George se levantó, caminó hasta Ángela y se arrodilló a su lado. Se fundieron en un abrazo que pregonaba a gritos su desesperación. Durante unos largos minutos ambos lloraron desconsolados antes de transmitirse, sin necesidad de palabras, su mutuo desconsuelo. Se despegaron lentamente, sin soltarse del todo. Ángela apoyó la cabeza en el hombro de George y suspiró, con un suspiro hondo y profundo, como si aquel gesto pudiera aniquilar la realidad.

—Debemos encontrar los cristales y localizar los puntos energéticos de los que hablaba mi hermana —sentenció George al fin.

—¡Imposible! —Agustí caminó por la habitación para destensar los músculos—. ¡Si se los damos lanzará un asteroide contra la Tierra!
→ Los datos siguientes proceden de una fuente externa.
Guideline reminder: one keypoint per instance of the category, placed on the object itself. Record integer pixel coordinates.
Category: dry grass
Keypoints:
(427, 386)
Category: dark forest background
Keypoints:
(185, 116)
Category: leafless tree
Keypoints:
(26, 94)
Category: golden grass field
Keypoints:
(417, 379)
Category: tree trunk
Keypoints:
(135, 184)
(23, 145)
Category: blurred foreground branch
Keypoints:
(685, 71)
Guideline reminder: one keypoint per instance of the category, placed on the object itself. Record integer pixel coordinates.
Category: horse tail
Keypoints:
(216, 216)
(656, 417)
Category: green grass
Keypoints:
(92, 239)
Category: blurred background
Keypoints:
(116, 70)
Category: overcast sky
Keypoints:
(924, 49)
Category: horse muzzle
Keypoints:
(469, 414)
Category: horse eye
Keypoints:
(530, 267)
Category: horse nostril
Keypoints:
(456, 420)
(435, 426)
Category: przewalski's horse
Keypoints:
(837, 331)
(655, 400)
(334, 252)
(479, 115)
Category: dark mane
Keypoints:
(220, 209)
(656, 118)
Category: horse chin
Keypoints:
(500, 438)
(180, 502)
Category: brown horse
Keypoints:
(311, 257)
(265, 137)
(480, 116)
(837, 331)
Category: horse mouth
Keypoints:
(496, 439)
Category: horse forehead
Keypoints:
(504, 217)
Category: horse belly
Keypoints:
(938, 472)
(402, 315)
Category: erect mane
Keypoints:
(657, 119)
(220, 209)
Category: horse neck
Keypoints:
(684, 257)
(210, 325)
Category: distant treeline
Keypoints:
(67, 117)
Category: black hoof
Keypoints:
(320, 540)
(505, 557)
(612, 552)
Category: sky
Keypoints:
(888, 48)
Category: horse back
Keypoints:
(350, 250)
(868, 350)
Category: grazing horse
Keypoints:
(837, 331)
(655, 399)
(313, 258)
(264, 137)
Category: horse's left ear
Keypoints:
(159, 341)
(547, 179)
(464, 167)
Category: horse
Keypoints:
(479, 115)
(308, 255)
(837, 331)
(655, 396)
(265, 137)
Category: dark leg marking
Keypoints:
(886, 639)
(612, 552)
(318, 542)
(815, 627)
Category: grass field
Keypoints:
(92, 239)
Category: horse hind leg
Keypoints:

Entonces moriremos todos.

—¿Quieres que deje morir a Mick? —Ángela se levantó de un impulso, con el dolor impreso en sus palabras—. Es mi hijo, mi único hijo. ¿No entiendes que debo salvarlo?

Caminó a grandes zancadas hasta situarse a la altura de su hermano y lo amenazó con el puño cerrado.

—Detente. —Mar la abrazó por la espalda—. Con violencia no solucionaremos el problema. Agustí tiene razón. ¿De qué sirve salvar a Mick si es toda la humanidad la que peligra? ¿No te das cuenta de que, si Apophis cae, Mick morirá de todas formas?

Ángela se derrumbó. Fue como si los hilos invisibles que la mantenían erguida acabaran de sesgarse y todo su cuerpo se desplomara sobre el suelo de baldosa envuelto en la desolación de reconocer la derrota. No podía salvar a su hijo por mucho que ella lo deseara.